For my dad, it had been an especially hard year. The pandemic had forced him to downsize the business; three family members had died on both his and my mother’s side; his dog had passed; and his sister now needed a live-in caretaker. When we had more time together—especially if one of us was going through a difficult time—he and I would sit in his backyard in the evening, staying out past dark to talk. Nights like those are when he taught me to appreciate the natural world. I was always struck by how the stars would capture his imagination, like he’d just discovered them for the first time.
Back then, we had hours to look up and pick out constellations and talk until we’d solved our and the world’s problems. These days, with work and other day-to-day obligations, I have fewer opportunities to connect with him. On this trip, I had hoped we could find more time to have those long conversations again—but so far I’ve struggled to break away from work mode, sneaking away for time on my computer between hunts and taking notes while we are out in the field. After lunch, I barely had time to suit up and catch up with my dad and the group on the bus for our afternoon hunt.
* * *
On the prairie, R&R owner Sal Roseland and Heckenliable guide us. It’s part hunt, part tour of the family’s 18,000-acre ranch. Here and there, we see remnants of homesteads and settlers. The ranch was founded in 1881 by Norwegian immigrants—Roseland’s ancestors.
“That’s where the wheels fell off,” Roseland says, pointing to a patch of ground where his family first built their home. The landscape is nondescript, wide open, and daunting. It reminds me of the homestead my dad and I have hunted for years back home. Our group moves on. In a moment, we’ll rush to catch up with them and make another push through the prairie—but not before Dad and I take the time to pause and look out over the endless horizon.
“We need to come back out here,” he says, “and look at the stars one night before we go.”
Clear Skies Ahead
For our last hunt, my dad and I are paired apart from the group, posted on an old dam while the rest of the hunters push birds toward us from a quarter mile away. With our guns broken open, we stand together before the action picks up. “We’ve got to come back here, Matthew,” he says. But before I can agree, I see the first rooster flying high toward the spot I’m supposed to be covering. I have just enough time to mount my gun and put a good lead on the bird before pulling the trigger. The rooster balls up in midair and comes crashing to earth.

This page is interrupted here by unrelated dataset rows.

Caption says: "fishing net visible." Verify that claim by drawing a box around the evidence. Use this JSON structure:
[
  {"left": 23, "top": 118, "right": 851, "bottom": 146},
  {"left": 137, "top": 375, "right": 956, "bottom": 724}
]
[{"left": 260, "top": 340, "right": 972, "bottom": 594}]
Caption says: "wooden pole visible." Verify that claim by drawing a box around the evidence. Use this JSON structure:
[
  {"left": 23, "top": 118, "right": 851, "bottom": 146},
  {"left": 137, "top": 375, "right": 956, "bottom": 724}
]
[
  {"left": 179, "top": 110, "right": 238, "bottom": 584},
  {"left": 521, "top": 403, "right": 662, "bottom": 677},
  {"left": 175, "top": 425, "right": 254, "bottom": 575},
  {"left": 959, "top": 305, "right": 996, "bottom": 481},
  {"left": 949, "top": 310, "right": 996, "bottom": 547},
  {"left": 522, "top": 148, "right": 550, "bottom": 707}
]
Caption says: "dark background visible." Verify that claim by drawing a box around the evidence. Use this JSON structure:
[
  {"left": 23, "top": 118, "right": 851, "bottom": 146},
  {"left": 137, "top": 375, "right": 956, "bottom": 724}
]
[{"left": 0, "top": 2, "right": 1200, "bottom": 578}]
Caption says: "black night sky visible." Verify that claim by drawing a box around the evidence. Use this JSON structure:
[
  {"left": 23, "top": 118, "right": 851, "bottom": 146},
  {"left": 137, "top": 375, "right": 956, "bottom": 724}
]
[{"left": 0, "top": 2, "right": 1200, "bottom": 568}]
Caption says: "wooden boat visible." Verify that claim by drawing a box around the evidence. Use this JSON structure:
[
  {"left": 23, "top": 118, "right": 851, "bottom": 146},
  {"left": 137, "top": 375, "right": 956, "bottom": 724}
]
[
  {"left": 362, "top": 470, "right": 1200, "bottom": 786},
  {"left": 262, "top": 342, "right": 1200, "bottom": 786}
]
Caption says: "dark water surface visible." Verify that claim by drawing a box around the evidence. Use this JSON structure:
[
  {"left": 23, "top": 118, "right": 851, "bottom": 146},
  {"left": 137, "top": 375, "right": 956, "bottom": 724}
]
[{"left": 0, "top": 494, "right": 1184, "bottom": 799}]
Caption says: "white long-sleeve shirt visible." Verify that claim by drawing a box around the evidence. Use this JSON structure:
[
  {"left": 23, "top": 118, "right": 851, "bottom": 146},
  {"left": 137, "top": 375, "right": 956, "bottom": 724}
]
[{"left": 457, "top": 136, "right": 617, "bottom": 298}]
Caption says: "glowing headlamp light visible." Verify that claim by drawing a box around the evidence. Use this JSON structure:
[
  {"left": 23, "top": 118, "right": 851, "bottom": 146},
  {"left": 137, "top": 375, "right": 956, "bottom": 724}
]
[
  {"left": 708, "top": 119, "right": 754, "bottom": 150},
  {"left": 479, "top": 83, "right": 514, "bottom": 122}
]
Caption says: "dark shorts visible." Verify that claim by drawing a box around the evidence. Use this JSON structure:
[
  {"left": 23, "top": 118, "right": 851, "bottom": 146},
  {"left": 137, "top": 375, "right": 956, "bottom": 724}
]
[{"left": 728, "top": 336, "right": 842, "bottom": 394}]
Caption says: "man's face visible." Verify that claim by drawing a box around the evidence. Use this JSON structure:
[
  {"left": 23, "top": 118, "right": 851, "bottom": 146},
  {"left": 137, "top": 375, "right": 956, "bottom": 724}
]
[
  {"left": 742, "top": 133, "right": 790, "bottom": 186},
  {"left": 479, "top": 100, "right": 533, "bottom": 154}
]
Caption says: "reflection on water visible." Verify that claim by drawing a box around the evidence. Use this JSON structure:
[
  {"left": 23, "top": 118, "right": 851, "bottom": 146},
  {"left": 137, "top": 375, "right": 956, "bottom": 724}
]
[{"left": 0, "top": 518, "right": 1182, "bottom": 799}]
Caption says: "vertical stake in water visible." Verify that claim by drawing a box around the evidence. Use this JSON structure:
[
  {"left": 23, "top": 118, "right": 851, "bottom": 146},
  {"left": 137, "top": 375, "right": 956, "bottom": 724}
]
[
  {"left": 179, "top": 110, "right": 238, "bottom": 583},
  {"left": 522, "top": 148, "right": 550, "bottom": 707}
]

The rest of the hunt unfolds like a European driven shoot with pheasants flying high overhead. The next shots go about the same. And with a limit of birds on the ground, we call it a day.
* * *
On our last night, the forecast cleared and the clouds finally rolled away. My dad and I had planned to go out into the prairie after dinner to look up at the stars, but we wound up staying up late with the rest of our crew.

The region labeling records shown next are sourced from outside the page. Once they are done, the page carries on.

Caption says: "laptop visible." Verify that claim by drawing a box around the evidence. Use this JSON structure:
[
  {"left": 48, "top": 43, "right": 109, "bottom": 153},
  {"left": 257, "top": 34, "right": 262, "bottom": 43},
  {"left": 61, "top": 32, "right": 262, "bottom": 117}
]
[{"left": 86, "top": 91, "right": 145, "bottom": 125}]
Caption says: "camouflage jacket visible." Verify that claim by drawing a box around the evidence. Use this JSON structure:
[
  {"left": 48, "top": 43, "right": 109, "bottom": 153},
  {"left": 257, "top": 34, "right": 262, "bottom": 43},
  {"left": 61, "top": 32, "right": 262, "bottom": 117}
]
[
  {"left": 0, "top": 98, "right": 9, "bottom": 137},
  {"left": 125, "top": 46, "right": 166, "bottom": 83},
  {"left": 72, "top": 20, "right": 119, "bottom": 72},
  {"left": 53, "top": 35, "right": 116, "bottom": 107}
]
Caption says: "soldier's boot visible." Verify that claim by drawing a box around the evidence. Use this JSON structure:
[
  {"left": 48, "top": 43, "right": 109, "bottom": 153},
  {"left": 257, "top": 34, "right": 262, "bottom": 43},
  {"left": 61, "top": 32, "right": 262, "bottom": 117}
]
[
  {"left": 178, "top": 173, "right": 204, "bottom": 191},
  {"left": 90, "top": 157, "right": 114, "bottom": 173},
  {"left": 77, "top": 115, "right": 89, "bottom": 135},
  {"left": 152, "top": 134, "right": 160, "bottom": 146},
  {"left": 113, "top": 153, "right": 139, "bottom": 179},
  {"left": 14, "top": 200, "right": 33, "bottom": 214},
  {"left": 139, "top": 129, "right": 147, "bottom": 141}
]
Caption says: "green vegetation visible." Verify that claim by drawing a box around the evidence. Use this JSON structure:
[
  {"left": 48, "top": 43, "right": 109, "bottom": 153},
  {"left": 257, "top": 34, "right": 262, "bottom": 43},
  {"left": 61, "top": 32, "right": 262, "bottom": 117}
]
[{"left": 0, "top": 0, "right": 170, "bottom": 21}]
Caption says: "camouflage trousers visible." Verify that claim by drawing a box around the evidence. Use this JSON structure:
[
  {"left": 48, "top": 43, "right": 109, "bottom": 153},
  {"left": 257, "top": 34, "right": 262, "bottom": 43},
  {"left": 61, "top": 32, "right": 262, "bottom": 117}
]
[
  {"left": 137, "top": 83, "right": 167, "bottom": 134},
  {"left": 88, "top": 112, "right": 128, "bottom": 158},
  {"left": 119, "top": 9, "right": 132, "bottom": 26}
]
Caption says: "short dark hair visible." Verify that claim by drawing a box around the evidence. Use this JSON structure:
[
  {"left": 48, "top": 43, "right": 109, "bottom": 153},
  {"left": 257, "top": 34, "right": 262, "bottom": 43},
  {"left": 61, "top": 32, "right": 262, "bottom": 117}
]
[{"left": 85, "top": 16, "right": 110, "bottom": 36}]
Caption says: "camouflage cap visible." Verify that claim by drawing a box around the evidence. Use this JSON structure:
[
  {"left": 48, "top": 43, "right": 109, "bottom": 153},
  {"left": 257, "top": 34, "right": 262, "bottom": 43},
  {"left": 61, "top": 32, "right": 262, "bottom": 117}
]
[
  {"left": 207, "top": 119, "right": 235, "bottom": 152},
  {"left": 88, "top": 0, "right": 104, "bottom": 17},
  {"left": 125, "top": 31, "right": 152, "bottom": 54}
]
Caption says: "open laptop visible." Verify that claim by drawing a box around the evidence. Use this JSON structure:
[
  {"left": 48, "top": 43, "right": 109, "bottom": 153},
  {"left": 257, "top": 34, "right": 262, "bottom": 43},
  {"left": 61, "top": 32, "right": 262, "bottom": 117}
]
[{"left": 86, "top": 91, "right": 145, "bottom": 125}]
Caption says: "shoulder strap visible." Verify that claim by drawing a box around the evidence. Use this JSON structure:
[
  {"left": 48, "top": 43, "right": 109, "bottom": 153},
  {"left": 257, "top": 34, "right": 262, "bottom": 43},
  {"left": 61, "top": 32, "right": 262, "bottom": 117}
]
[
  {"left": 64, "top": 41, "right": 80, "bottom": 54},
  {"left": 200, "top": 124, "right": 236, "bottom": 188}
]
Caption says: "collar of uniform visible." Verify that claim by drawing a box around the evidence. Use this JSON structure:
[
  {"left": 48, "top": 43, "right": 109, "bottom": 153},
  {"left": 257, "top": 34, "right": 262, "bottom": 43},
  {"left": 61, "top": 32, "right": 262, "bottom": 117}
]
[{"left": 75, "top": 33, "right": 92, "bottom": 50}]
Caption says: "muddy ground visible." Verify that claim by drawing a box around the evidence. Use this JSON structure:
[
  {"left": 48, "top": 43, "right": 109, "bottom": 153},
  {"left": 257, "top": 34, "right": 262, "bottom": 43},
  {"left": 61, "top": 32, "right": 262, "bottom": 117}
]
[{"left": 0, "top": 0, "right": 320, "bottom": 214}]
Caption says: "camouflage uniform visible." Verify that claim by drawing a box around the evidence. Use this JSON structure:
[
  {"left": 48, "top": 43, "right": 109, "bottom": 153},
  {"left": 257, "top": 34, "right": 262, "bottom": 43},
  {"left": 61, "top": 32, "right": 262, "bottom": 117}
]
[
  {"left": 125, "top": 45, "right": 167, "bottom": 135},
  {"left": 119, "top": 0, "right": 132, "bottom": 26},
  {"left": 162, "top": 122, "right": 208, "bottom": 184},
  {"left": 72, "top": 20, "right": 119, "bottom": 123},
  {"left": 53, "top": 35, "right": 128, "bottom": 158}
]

The next morning, my alarm buzzed at 3:45 a.m. In a daze, I cleared the empty shot shells from my pockets and shoved clothes into my suitcase. When I stumbled out with the luggage into the main room of the lodge, I found a note from Heckenliable: Your pheasant meat is packed and ready to go in my cooler under the porch of the big lodge.
I’d almost forgotten that we each had a small bag of meat to take home. It was still pitch-black, and when I went outside to walk toward the porch, I saw a figure silhouetted in the bit of light coming from the lodge. It was my dad. He was looking at the sky.
I went to stand next to him and gaze up at the stars. For this brief moment, it felt like we’d regained all the time we’d lost. With our eyes locked on the void overhead, we stared. Then I heard him say, “It’s spectacular.”